Proceedings in US military tribunals
Special attention has to be given to the 12 great trials which were conducted until mid-1949 in US military courts. In these trials, indicted persons were grouped in particular groups of perpetrators:
1.The doctors’ trial grouped indictments relating to the euthanasia program, because of medical research conducted on people and killings operated in order to establish collections of skeletons.
2.Milch trial: trial against Field Marshal Milch because of his cooperation in the war armement production program.
3.Lawyers’ trial: trial against 16 employees of the Imperial Ministry of Justice or of special courts.
4.SS General Administration of Industry: indictment relating to the administration of the concentration camps.
5.Flick trial: case against the industrialist Flick for conspiracy to commit an aggressive war and exploitation of slave workers, prisoners of war and inmates of concentration camps.
6.IG Farben trial: trial for conspiracy to commit an aggressive war and exploitation of slave workers, prisoners of war and inmates of concentration camps.
7.Trial for the murder of hostages: indictment for illegal shooting of hostages in the Balkans.
8.RuSHA trial: Trial against employees of the SS Race and Settlement Office for, inter alia, their cooperation in the extermination of Jews and Poles and the displacement of Aryan children from the occupied territories to Germany.
9.Trial against the Special extermination units: indictment because of participation in massacres in the occupied territories in the East.
10.Krupp trial: case against industrialist Krupp for, inter alia, exploitation of slave workers.
11.Wilhelmstrassen trial: case against leading personalities of the NS regime because of war crimes and crimes against humanity.
12.General Command of the Armed Forces-trial: case against the highest-ranking officers of the Armed Forces because of war crimes and crimes against humanity.
There was a multitude of other cases in American military courts. The sum total of all people tried was 1941.
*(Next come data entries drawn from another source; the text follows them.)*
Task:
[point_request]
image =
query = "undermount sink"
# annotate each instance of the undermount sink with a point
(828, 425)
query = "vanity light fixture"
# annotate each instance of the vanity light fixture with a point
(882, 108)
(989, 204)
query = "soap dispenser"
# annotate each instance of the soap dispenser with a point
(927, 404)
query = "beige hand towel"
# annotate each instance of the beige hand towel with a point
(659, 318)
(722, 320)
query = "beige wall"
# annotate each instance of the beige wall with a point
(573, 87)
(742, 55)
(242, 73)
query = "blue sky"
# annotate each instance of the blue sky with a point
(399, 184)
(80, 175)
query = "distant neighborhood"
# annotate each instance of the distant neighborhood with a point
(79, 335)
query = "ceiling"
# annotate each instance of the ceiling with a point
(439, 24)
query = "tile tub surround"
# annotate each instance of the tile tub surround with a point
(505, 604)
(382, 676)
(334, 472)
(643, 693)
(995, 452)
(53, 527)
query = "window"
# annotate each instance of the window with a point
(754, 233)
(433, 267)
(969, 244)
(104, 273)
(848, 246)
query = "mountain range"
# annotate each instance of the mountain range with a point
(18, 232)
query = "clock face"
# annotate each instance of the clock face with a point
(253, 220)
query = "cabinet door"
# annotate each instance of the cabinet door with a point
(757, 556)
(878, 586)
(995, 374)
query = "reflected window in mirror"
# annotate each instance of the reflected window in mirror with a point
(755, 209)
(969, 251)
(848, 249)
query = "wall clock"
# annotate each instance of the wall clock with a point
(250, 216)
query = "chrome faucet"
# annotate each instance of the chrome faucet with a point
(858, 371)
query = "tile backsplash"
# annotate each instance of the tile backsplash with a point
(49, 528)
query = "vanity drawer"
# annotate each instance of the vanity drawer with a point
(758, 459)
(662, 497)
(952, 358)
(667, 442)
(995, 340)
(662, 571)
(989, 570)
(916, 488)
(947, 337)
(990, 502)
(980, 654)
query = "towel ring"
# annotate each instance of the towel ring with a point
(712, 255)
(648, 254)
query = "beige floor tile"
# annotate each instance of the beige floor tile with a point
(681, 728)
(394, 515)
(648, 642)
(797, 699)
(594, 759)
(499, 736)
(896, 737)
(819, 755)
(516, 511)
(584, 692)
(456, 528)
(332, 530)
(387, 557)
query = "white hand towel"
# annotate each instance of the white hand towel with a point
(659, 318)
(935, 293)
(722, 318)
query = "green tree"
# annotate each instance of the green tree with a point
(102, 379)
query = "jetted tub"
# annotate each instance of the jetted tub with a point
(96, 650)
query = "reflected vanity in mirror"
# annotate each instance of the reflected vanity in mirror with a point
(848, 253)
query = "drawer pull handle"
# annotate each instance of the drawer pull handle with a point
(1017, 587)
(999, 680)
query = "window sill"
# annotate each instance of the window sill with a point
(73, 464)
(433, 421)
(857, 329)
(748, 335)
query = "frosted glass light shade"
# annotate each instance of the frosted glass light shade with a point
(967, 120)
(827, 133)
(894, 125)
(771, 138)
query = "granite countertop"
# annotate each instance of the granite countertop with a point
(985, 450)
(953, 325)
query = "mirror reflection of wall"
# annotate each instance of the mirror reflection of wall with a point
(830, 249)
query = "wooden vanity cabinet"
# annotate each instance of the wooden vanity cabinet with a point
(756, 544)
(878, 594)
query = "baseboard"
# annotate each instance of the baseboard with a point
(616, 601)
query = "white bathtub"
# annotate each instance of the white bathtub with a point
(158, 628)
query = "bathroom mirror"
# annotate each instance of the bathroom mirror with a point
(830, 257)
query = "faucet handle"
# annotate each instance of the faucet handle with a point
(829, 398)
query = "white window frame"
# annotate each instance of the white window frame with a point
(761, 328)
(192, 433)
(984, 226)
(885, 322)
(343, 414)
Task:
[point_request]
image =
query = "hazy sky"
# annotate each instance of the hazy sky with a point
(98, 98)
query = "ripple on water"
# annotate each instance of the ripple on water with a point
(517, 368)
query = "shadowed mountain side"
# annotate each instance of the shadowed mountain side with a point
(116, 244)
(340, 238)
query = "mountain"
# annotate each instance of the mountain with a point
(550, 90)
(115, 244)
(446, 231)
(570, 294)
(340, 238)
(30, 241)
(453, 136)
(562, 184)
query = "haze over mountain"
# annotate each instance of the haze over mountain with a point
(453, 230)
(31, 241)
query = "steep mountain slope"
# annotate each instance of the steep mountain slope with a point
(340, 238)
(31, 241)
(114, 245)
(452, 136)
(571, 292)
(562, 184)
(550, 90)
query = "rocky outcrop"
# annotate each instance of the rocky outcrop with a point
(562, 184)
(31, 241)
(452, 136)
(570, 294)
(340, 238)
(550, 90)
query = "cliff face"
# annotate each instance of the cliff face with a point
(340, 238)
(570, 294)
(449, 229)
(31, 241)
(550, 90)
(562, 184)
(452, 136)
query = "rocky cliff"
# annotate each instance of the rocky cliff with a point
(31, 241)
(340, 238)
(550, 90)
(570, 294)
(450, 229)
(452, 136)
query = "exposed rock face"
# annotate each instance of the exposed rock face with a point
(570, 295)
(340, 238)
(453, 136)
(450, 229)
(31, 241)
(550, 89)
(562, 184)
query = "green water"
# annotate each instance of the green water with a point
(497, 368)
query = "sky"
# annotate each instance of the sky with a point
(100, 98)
Proceedings in British, French and Soviet courts
There were also German war criminals tried in courts of the other occupational powers. The British held trials also in Italy and the Netherlands, in particular against collaborators of the concentration camps. French courts were active not only in their occupational zone but also in North Africa and France. Apart from German NS criminals, there were indictments against collaborators of the Vichy-Regime. The Soviet Union conducted trials against war criminals already during the war in the areas that were reconquered. In the Soviet occupation zone in particular, employees of the concentration camps were tried.
Proceedings in other countries
Other countries also conducted trials against Germans, among which Belgium, Denmark, Luxemburg, the Netherlands, Norway, Poland, Yugoslavia, Czechoslovakia and Israel.